Thursday, June 18, 2009

The Economist on the mega-Islamic bank, regulatory changes to accomodate Islamic finance being abused in the UK, lessons from the crisis

The Economist has an article about the launch of a mega-Islamic bank called Istikhlaf that the founders Sheikh Saleh Kamel and Adnan Yousif envisage to be an "Islamic Goldman Sachs".

The rule introduced to avoid double taxation in Islamic home finance purchases in the UK is being abused by high-net worth (conventional mortgage) clients. This should serve as a reminder that regulations introduced to facilitate Islamic finance should be carefully designed so that they are not abused in other settings to avoid taxation.

Islamic finance: can it provide lessons for conventional finance to avoid future crashes and can Islamic finance learn things from the crisis?

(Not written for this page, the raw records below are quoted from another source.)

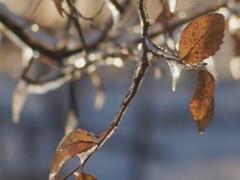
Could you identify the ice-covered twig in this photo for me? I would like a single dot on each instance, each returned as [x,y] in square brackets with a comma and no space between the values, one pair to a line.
[114,10]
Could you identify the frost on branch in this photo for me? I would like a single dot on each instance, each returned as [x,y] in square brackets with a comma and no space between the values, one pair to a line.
[202,103]
[201,38]
[176,69]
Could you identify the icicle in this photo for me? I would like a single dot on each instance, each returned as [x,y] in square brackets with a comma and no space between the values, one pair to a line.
[211,67]
[150,57]
[72,122]
[172,5]
[175,68]
[114,11]
[19,97]
[97,83]
[84,155]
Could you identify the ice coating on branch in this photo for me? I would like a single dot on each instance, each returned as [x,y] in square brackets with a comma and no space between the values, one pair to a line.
[49,86]
[175,68]
[19,97]
[114,11]
[159,51]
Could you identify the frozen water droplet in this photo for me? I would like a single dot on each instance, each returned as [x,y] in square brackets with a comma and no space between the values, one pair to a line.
[175,68]
[114,11]
[150,57]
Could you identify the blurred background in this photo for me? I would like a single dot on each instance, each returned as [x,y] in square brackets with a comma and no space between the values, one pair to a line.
[157,138]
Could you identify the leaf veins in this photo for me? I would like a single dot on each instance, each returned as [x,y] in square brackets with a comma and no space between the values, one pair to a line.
[73,144]
[202,103]
[202,38]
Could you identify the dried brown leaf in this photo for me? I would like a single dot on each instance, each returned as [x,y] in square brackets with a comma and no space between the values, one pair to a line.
[73,144]
[84,176]
[202,38]
[202,103]
[58,4]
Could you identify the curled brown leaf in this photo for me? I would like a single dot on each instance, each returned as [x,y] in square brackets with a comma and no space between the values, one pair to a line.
[202,103]
[77,143]
[201,38]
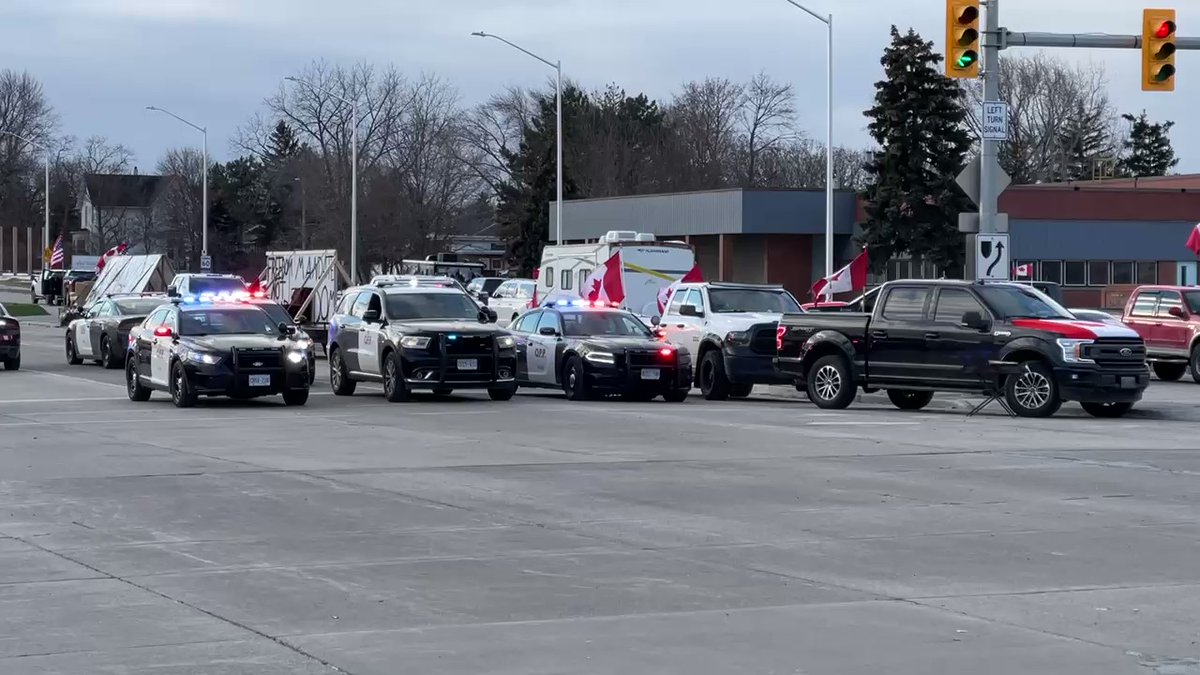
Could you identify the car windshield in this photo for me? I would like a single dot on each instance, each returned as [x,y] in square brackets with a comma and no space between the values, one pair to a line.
[1021,302]
[407,306]
[725,300]
[138,306]
[227,321]
[597,323]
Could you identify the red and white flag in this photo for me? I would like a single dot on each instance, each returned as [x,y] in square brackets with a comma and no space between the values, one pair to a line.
[850,278]
[1194,240]
[606,282]
[693,276]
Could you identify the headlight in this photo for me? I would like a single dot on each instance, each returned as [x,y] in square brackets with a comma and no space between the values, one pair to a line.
[1073,350]
[414,342]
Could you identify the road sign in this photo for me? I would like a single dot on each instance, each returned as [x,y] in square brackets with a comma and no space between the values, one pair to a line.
[995,120]
[991,257]
[969,180]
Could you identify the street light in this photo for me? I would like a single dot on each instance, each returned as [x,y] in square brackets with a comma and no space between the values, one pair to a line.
[204,178]
[46,205]
[828,21]
[354,172]
[558,131]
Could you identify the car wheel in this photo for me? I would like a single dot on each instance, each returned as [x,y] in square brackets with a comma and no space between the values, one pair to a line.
[181,393]
[1107,410]
[1033,393]
[295,396]
[72,354]
[714,386]
[829,383]
[907,399]
[575,383]
[339,375]
[394,387]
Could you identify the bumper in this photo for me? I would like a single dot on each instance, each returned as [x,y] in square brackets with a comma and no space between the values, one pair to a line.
[1102,386]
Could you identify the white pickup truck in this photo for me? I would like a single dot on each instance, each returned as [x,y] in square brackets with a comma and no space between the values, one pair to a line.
[730,332]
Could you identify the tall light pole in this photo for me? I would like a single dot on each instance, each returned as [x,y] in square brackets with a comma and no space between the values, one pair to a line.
[354,172]
[558,125]
[204,178]
[828,21]
[46,203]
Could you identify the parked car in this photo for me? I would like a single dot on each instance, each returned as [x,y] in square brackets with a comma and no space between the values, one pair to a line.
[943,335]
[1168,318]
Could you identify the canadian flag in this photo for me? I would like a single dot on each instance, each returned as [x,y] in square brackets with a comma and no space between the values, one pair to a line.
[850,278]
[693,276]
[606,282]
[1194,240]
[119,250]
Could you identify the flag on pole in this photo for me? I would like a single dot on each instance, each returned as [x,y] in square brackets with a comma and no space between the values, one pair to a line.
[850,278]
[58,256]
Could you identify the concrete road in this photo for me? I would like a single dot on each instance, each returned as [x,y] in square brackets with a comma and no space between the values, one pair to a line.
[545,537]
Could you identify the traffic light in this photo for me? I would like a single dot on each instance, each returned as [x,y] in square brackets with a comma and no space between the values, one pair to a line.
[1158,51]
[963,39]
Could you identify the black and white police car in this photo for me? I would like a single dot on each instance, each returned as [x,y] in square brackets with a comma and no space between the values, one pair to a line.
[589,348]
[418,334]
[216,346]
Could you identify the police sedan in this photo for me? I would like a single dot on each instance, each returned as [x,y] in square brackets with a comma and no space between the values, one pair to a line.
[588,350]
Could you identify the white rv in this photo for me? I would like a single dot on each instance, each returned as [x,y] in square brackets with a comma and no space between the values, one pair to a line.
[649,267]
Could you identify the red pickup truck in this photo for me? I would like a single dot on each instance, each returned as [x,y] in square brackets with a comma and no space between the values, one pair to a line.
[1168,318]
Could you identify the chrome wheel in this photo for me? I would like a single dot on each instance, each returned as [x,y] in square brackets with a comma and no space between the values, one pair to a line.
[1032,390]
[828,382]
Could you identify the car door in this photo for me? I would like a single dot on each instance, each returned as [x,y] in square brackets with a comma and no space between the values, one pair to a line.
[954,353]
[897,338]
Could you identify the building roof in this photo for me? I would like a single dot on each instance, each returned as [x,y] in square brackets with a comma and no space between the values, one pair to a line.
[107,190]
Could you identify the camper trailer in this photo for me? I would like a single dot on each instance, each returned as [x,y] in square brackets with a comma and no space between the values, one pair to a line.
[649,266]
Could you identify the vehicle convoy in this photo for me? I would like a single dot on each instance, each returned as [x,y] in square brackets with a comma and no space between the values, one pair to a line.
[10,340]
[1168,318]
[1002,339]
[193,348]
[589,348]
[102,332]
[414,335]
[648,267]
[729,330]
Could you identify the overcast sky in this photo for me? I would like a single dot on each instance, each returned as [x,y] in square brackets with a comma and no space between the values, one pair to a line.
[214,61]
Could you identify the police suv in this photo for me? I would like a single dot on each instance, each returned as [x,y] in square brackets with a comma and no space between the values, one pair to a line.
[216,346]
[414,333]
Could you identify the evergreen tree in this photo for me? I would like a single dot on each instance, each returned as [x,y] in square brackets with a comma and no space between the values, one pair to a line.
[921,126]
[1149,149]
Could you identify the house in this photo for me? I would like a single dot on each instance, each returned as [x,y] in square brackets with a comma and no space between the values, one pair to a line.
[118,208]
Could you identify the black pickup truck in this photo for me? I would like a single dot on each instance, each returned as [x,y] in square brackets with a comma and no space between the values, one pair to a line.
[925,336]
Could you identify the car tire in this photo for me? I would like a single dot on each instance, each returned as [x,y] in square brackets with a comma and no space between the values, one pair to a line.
[714,384]
[295,396]
[181,393]
[1107,410]
[395,389]
[910,399]
[575,382]
[72,353]
[1170,371]
[339,375]
[829,383]
[1033,393]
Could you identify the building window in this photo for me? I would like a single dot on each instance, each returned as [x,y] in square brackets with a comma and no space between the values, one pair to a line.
[1074,273]
[1122,273]
[1147,273]
[1050,270]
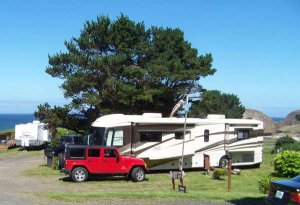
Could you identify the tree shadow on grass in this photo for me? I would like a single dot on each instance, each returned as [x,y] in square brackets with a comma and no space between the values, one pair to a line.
[249,201]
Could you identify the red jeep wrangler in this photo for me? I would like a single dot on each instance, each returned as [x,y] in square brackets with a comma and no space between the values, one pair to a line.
[82,160]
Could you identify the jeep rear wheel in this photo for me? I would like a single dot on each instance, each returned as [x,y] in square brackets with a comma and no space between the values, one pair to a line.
[138,174]
[79,174]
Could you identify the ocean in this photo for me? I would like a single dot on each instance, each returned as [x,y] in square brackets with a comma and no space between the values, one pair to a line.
[8,121]
[277,119]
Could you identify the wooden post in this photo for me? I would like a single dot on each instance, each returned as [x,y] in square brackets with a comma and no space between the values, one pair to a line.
[173,182]
[181,181]
[229,175]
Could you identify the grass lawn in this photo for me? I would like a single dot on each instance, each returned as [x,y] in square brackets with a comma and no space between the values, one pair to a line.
[9,152]
[159,187]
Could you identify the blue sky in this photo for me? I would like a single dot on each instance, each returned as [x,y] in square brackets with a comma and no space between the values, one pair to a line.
[255,45]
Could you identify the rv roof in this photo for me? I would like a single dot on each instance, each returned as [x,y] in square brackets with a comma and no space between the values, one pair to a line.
[113,120]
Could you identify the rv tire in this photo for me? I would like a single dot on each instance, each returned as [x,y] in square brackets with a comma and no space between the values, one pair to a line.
[138,174]
[224,161]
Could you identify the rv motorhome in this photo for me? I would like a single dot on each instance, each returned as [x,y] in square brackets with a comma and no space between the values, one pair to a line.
[159,140]
[31,134]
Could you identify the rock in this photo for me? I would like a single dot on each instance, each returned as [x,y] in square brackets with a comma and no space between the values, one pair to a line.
[269,125]
[290,119]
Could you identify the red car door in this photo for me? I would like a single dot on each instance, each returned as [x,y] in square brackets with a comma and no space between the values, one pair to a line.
[111,162]
[94,160]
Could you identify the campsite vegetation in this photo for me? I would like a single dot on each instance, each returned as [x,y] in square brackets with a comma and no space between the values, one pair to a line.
[158,186]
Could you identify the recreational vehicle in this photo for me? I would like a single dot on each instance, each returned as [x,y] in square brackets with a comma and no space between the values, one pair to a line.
[159,141]
[31,134]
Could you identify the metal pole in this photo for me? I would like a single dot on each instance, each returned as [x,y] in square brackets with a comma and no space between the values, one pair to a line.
[183,140]
[229,175]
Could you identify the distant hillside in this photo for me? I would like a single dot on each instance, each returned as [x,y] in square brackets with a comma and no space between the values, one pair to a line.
[269,125]
[290,119]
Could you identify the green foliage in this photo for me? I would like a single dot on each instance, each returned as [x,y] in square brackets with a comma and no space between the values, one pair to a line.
[287,163]
[282,141]
[295,146]
[218,172]
[119,66]
[215,102]
[264,184]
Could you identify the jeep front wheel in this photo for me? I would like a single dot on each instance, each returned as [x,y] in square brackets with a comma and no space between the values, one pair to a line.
[138,174]
[79,174]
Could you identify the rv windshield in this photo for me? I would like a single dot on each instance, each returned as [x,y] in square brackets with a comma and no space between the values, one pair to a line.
[96,135]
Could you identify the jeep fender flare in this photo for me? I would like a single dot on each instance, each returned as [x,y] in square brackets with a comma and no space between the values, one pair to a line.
[128,175]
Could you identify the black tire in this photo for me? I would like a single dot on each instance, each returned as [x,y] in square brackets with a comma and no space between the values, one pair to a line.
[60,160]
[79,174]
[224,162]
[138,174]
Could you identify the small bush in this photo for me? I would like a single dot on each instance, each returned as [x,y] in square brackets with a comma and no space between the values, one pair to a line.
[218,172]
[264,184]
[294,146]
[287,163]
[282,141]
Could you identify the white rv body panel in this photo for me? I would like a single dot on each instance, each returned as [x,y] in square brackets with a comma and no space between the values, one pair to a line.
[157,140]
[31,134]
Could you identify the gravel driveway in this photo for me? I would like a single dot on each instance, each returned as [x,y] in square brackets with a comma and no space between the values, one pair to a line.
[16,188]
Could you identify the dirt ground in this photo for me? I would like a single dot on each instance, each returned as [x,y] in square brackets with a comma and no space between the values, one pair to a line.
[17,188]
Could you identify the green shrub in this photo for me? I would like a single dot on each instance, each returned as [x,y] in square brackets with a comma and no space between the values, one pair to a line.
[218,172]
[282,141]
[264,184]
[287,163]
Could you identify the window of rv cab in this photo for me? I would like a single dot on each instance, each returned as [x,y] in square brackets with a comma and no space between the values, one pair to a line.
[96,136]
[114,137]
[150,136]
[179,135]
[243,134]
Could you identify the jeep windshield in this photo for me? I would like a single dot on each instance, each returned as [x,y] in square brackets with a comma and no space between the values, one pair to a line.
[96,135]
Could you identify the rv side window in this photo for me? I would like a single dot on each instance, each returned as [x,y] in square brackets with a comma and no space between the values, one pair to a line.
[109,137]
[94,153]
[178,135]
[243,134]
[206,135]
[114,138]
[150,136]
[118,138]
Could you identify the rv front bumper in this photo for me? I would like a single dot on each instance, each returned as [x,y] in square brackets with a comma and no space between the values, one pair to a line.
[66,171]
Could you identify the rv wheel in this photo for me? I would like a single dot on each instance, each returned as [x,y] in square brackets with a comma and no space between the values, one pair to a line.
[138,174]
[224,161]
[79,174]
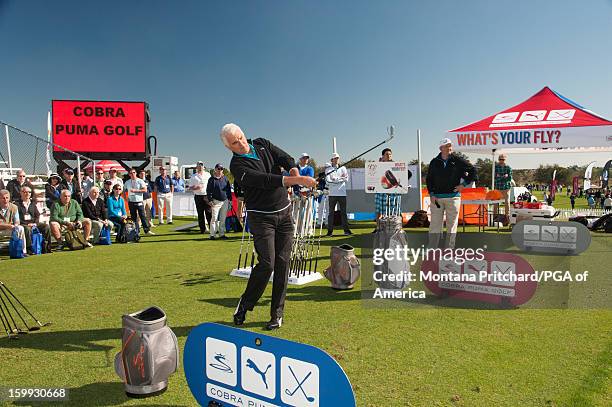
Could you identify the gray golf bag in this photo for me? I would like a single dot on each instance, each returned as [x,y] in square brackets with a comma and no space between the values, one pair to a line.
[149,355]
[345,268]
[389,234]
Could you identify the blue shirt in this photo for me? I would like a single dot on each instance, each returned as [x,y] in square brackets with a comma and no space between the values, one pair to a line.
[163,184]
[179,184]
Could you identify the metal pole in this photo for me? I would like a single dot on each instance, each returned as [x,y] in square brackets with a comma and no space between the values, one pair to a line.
[419,163]
[8,146]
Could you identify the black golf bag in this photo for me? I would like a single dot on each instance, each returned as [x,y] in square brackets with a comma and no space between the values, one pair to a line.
[345,268]
[389,234]
[150,353]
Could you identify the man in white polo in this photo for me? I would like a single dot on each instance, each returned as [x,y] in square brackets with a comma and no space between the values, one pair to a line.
[448,174]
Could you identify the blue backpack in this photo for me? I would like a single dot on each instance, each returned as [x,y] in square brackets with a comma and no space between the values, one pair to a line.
[16,246]
[38,241]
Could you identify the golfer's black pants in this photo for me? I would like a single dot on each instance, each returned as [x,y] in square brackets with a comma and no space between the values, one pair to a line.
[341,201]
[136,211]
[272,238]
[204,211]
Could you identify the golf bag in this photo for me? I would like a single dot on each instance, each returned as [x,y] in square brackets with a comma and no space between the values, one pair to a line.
[389,234]
[345,268]
[150,353]
[129,233]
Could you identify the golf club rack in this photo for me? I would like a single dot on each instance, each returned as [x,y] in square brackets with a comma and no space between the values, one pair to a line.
[10,305]
[306,244]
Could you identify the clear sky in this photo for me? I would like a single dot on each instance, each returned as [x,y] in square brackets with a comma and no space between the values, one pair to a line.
[301,72]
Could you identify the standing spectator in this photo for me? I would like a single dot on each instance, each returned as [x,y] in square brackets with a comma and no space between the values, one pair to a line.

The head of Islamic finance proposes a way for central banks to create money (monetization) in a way that is Shari'ah-compliant, in a similar thought process to an article I wrote in 2007 for Clear Profit on GDP-linked bonds ("Debt alternative for Islamic states should be explored," Clear Profit, Issue 44, May 27, 2007, page 5).

In an interview with Emirates Business 24/7, Rushdi Siddiqui, the head of Islamic finance for Thomson Reuters, discusses the lessons that Islamic finance can provide the conventional financial industry as well as the direction it is likely to take in the next decade.

Another Malaysian Shari'ah scholar, Engku Rabiah Adawiah Engku Ali, weighs in on the debate over tawarruq saying they are premissible but "The fact is more on how it's being done rather than what it is. It is more on whether the asset is available, whether it can be delivered".